US-Präsident räumt "Schwierigkeiten" bei Hilfe für Ortskräfte ein

US-Präsident Joe Biden hat das "Chaos" im Zuge des Truppenabzugs aus Afghanistan als unvermeidbar bezeichnet. In einem am Mittwoch teilweise ausgestrahlten Interview mit dem US-Fernsehsender ABC antwortete Biden auf die Frage, ob der Abzug anders gehandhabt hätte werden können, mit "nein". Er sehe nicht, wie dies "ohne folgendes Chaos" hätte geschehen können.

Angesichts des rasanten Vormarsches der radikalislamischen Taliban sei der afghanische Präsident Aschraf Ghani "in ein Flugzeug eingestiegen und weggeflogen", sagte Biden. Die von den USA ausgebildeten afghanischen Streitkräfte seien "in sich zusammengebrochen", die Soldaten hätten ihre Ausrüstung zurückgelassen und hätten sich "davongemacht".

Die Taliban hatten inmitten des US-Truppenabzugs in atemberaubendem Tempo die Macht in Afghanistan zurückerobert. Am Sonntag marschierten die Islamisten praktisch ohne Gegenwehr in die Hauptstadt Kabul ein. Westliche Staaten versuchen jetzt fieberhaft, ihre Staatsbürger und afghanische Ortskräfte auszufliegen.

Biden räumte in dem ABC-Interview ein, die USA hätten "Schwierigkeiten", afghanische Helfer in Sicherheit zu bringen. Die Taliban würden zwar teilweise "kooperieren" und US-Bürger und Botschaftspersonal ausreisen lassen; anders sehe dies aber bei afghanischen Ortskräften aus.

Die Taliban kontrollieren die Zugänge zu dem von US-Soldaten gesicherten Flughafen von Kabul. Während die Islamisten westliche Bürger passieren lassen, versperren sie vielen Afghanen den Weg.
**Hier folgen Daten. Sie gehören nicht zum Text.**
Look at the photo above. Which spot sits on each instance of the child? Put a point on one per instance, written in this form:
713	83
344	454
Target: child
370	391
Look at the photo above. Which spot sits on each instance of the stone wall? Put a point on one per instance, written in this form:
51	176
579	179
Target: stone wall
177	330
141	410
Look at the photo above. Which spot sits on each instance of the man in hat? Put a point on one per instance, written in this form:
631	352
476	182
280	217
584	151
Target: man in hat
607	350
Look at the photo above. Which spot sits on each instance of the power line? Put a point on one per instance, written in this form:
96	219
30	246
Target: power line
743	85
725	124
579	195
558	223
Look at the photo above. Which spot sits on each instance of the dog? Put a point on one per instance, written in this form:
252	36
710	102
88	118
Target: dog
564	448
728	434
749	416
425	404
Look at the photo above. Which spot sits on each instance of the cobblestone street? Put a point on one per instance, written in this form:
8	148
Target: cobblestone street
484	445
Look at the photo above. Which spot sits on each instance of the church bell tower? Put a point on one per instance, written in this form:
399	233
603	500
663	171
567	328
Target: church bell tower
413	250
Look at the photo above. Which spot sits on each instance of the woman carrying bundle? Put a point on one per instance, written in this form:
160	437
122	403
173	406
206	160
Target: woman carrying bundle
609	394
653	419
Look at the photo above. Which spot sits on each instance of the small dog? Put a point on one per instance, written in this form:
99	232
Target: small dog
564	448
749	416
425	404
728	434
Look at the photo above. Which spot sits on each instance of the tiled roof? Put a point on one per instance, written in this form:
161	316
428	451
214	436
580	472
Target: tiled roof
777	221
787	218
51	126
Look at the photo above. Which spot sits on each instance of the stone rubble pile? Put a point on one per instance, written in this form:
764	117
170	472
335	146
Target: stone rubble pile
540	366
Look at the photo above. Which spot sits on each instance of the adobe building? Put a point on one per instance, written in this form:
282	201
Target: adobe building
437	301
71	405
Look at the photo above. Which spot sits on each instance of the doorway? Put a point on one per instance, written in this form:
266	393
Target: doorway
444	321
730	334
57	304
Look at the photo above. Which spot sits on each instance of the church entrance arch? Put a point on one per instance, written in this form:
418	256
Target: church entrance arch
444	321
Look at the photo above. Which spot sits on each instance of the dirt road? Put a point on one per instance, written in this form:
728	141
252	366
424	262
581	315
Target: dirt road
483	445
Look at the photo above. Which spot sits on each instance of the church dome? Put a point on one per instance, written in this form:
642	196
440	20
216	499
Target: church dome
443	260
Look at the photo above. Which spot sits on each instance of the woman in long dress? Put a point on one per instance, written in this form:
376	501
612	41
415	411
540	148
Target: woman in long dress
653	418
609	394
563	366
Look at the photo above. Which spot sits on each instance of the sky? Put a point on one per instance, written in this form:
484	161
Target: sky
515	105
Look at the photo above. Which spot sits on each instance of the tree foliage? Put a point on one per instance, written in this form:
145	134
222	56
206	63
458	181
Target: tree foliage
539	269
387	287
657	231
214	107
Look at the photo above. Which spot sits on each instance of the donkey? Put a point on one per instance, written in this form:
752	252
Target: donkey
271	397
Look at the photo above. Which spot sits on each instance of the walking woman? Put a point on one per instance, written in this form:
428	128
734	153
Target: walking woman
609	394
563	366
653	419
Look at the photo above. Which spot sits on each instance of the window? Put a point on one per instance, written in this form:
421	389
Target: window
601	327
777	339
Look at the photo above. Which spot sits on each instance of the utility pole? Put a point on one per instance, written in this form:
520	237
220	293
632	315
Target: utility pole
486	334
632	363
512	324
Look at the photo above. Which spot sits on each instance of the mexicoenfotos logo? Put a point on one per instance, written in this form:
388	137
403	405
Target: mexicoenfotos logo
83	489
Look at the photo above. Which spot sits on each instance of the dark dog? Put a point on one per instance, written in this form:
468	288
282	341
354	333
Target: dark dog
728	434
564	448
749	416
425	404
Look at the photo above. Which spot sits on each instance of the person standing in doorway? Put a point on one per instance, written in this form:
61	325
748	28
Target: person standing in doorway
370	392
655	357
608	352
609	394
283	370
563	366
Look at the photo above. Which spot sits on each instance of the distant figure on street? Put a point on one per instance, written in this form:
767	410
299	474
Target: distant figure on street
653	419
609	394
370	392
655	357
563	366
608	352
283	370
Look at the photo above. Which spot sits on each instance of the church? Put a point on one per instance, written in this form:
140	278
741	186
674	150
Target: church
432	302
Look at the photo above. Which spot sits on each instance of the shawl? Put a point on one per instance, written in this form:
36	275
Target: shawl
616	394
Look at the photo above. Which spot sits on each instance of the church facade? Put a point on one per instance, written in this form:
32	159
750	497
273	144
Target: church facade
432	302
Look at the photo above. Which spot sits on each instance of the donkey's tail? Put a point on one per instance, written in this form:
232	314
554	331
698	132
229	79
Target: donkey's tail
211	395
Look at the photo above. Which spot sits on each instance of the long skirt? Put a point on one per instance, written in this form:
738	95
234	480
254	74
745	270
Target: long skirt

Befürchtet werden Vergeltungsaktionen der Taliban, auch wenn diese das bestreiten und sich betont versöhnlich geben.

Biden schloss in dem ABC-Interview auf mehrfache Nachfrage nicht vollkommen aus, dass der bis zum 31. August geplante vollständige Truppenabzug sich etwas verzögern könnte, sollten bis dahin nicht alle US-Bürger in Sicherheit gebracht worden sein. "Wenn noch US-Bürger dort sind, werden wir bleiben, um sie alle rauszubekommen." Ziel sei es aber, den Truppenabzug bis Ende August abzuschließen, betonte der Präsident. Derzeit befinden sich geschätzt noch zwischen 10.000 und 15.000 US-Bürger in Afghanistan.